Simple Online Reinforcement Learning with Flow Matching
Flow models have become the go-to approach to model distributions in continuous space. They soak up data with a simple, scalable denoising objective and now represent the state-of-the art in generating images, videos, audio and, more recently, robot action. However, they are still unpopular for learning from rewards through reinforcement learning.
Meanwhile, to perform RL in continuous spaces, practicioners typically train far simpler Gaussian policies, which represent a single, ellipsoidal mode of the action distribution. Flow-based policies can capture complex, multimodal action distributions, but they are primarily trained in a supervised manner with behavior cloning (BC). We show that it’s possible to train RL policies using flow matching, the framework behind modern diffusion and flow models, to benefit from its expressivity.
We approached this project as researchers primarily familiar with diffusion models. While working on VideoMimic, we felt limited by the expressiveness of Gaussian policies and thought diffusion could help. In this blog post, we’ll explain how we connect flow matching and on-policy RL in a way that makes sense without an extensive RL background.
We introduce Flow Policy Optimization (FPO), a new algorithm to train RL policies with flow matching. It can train expressive flow policies from only rewards. We find its particularly useful to learn underconditioned policies, like humanoid locomotion with simple joystick commands.
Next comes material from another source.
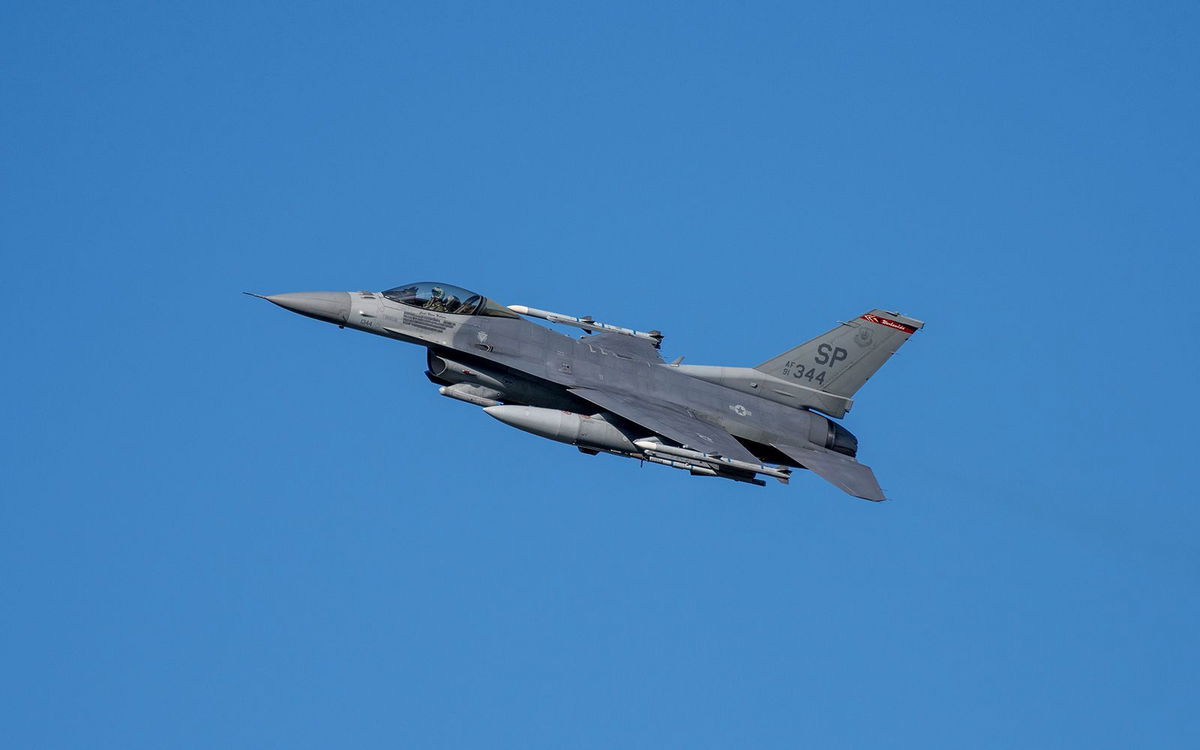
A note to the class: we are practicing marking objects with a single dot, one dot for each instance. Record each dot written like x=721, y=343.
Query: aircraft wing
x=843, y=471
x=669, y=420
Flow matching optimizes a model to transform a simple distribution (e.g., the Gaussian distribution) into a complex one through a multi-step mapping called the marginal flow. We expand on the marginal flow in more detail in another blog post for Decentralized Diffusion Models. The flow smoothly directs a particle $x_t$ to the data distribution, so integrating the flow across time leads to a data sample. We can actually calculate the marginal flow analytically, which we do in real-time in the plot below:
Each particle here represent an $x_t$ noisy latent that gets iteratively denoised as the time goes from zero to one. If you’re on desktop, drag the control points of the modes on the right to see how the underlying PDF and the particle trajectories change. Notice how the probability mass flows smoothly from the initial noise to form two distinct modes. The multi-step mapping is the magic that lets flow models transform a simple, tractable distribution into one of arbitrary complexity.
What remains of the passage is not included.